In Chapter10 we
will discuss a different set of conventions used for program
run-control files, but you should notice that it will share some of
these same rules (especially about the lexical level, the rules by
which characters are assembled into tokens).
One record per newline-terminated line, if
possible. This makes it easy to extract records with
text-stream tools. For data interchange with other operating systems,
it's wise to make your file-format parser indifferent to whether
the line ending is LF or CR-LF. It's also conventional to ignore
trailing whitespace in such formats; this protects against common
editor bobbles.
Less than 80 characters per line, if possible. This
makes the format browseable in an ordinary-sized terminal window.
If many records must be longer than 80 characters, consider a
stanza format (see below).
Use # as an introducer for comments.
It is good to have a way to embed annotations and comments in
data files. It's best if they're actually part of the file
structure, and so will be preserved by tools that know its format.

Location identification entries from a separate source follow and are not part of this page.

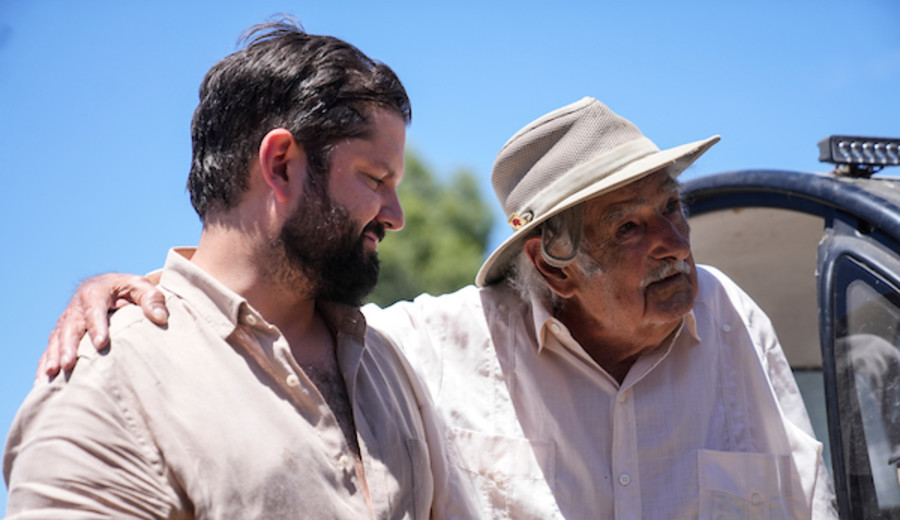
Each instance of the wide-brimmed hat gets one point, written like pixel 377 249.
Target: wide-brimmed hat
pixel 566 157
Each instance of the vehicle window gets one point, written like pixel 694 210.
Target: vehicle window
pixel 867 361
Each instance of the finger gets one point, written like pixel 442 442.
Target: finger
pixel 153 302
pixel 44 367
pixel 95 298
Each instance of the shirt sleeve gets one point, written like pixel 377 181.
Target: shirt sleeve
pixel 784 387
pixel 75 451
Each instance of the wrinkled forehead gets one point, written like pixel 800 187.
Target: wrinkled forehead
pixel 643 191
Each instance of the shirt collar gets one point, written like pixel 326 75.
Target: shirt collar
pixel 545 325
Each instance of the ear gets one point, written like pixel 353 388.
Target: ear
pixel 559 280
pixel 282 163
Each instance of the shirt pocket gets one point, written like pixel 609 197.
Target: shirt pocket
pixel 514 476
pixel 749 486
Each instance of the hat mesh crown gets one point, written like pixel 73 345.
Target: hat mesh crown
pixel 555 144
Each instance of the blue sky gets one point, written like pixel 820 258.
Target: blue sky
pixel 96 99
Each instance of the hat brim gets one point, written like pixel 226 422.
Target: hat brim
pixel 495 267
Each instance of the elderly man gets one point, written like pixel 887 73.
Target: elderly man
pixel 596 372
pixel 265 396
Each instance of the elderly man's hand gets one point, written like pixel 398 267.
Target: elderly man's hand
pixel 89 311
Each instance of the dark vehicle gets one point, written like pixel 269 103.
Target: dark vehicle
pixel 821 254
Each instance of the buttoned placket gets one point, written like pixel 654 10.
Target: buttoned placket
pixel 624 456
pixel 280 364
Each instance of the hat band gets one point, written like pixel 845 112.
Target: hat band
pixel 584 175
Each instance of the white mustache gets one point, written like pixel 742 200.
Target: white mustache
pixel 666 270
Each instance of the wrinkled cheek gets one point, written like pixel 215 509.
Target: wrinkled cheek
pixel 673 302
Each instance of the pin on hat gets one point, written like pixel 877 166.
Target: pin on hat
pixel 566 157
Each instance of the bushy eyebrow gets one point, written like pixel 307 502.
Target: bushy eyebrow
pixel 617 210
pixel 380 166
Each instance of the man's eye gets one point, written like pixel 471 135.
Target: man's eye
pixel 626 227
pixel 673 205
pixel 374 182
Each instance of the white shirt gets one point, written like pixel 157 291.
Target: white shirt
pixel 211 417
pixel 710 424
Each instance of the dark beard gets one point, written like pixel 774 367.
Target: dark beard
pixel 319 240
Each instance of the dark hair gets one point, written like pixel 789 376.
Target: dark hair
pixel 320 88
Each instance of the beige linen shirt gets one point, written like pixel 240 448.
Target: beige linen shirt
pixel 710 425
pixel 210 417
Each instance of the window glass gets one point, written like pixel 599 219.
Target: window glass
pixel 867 355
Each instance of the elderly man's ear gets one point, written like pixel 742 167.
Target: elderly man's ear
pixel 559 280
pixel 282 163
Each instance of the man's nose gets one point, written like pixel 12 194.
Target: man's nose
pixel 391 213
pixel 671 238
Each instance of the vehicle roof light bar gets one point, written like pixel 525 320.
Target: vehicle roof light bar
pixel 859 156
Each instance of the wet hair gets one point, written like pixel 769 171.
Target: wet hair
pixel 320 88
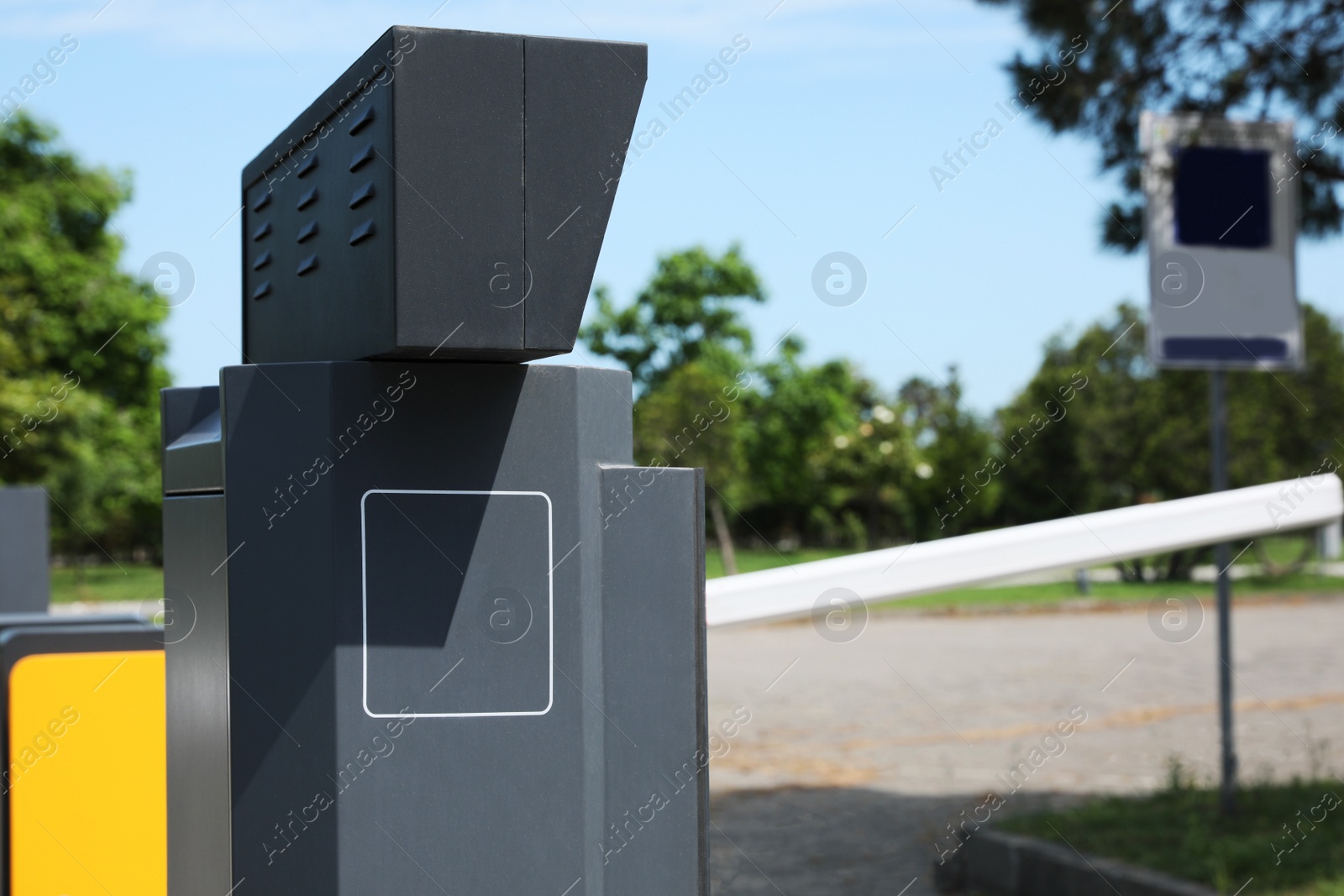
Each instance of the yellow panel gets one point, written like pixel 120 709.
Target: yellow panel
pixel 87 781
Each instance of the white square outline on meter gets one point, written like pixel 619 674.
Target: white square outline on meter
pixel 550 607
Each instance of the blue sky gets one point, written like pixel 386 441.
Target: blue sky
pixel 820 140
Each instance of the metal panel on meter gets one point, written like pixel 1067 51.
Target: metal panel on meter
pixel 85 783
pixel 1221 228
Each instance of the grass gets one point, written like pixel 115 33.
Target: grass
pixel 1179 831
pixel 107 582
pixel 754 560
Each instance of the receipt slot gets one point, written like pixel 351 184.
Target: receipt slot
pixel 433 631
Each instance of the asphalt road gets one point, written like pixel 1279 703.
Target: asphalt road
pixel 859 752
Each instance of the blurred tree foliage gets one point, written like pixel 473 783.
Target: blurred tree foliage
pixel 797 453
pixel 1236 58
pixel 819 454
pixel 1135 434
pixel 80 349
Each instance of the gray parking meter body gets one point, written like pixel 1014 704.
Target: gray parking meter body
pixel 430 631
pixel 24 575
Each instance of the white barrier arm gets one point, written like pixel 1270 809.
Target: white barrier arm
pixel 1068 543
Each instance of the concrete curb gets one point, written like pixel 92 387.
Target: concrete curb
pixel 1011 866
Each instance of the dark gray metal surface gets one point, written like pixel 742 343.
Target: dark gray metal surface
pixel 658 793
pixel 445 197
pixel 432 691
pixel 24 575
pixel 195 604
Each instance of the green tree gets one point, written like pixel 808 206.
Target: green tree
pixel 1252 58
pixel 1122 432
pixel 692 418
pixel 690 304
pixel 953 490
pixel 80 349
pixel 685 345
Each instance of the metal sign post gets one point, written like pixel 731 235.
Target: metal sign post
pixel 1221 224
pixel 1222 560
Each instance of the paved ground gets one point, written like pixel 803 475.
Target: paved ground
pixel 859 754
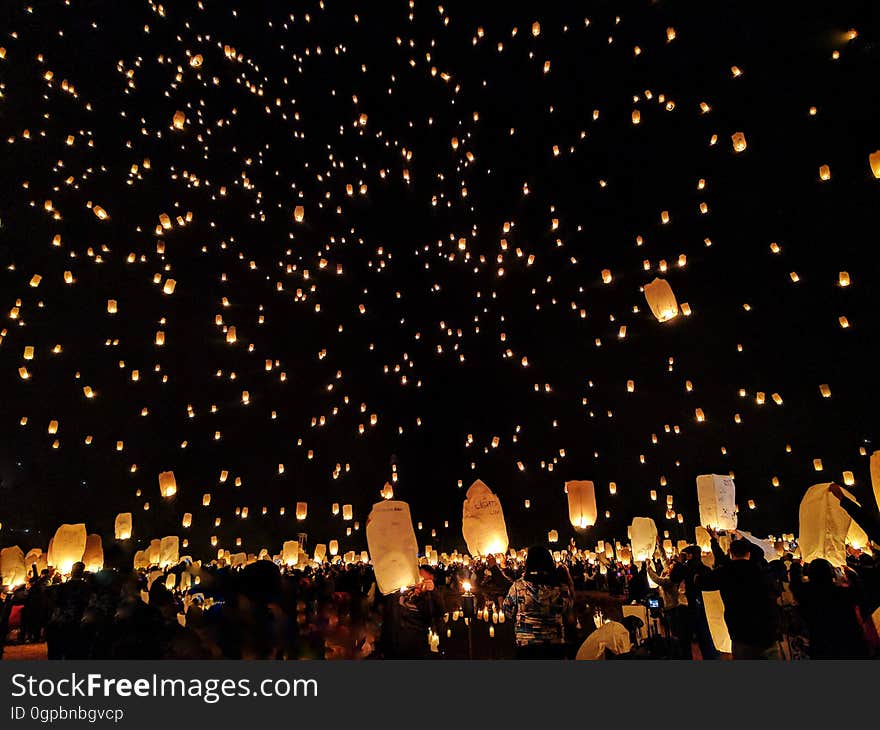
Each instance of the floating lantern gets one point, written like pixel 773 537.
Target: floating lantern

For comments that are not preserved during parsing, # is the
conventional start character.
Support the backslash convention. The least
surprising way to support embedding nonprintable control characters
is by parsing C-like backslash escapes — \n for a newline, \r for a carriage return, \t for a tab, \b
for backspace, \f for formfeed,
\e for ASCII escape (27), \nnn or \onnn or
\0nnn for the character with octal
value nnn, \xnn for the character with hexadecimal value
nn, \dnnn for the character with decimal value
nnn, \\
for a literal backslash. A newer convention, but one worth following,
is the use of \unnnn for a hexadecimal
Unicode literal.
In one-record-per-line formats, use colon or any run
of whitespace as a field separator. The colon convention
seems to have originated with the Unix password file. If your fields
must contain instances of the separator(s), use a backslash as the
prefix to escape them.
Do not allow the distinction between tab and
whitespace to be significant. This is a recipe for serious
headaches when the tab settings on your users' editors are different;
more generally, it's confusing to the eye. Using tab alone as a field
separator is especially likely to cause problems; allowing any run of
tabs and spaces to be a field separator, on the other hand, works
well.
Favor hex over octal. Hex-digit pairs and
quads are easier to eyeball-map into bytes and today's 32- and 64-bit
words than octal digits of three bits each; also marginally more
efficient. This rule needs emphasizing because some older Unix tools
such as
od(1)
violate it; that's a legacy from the instruction field sizes in the
machine languages of older PDP minicomputers.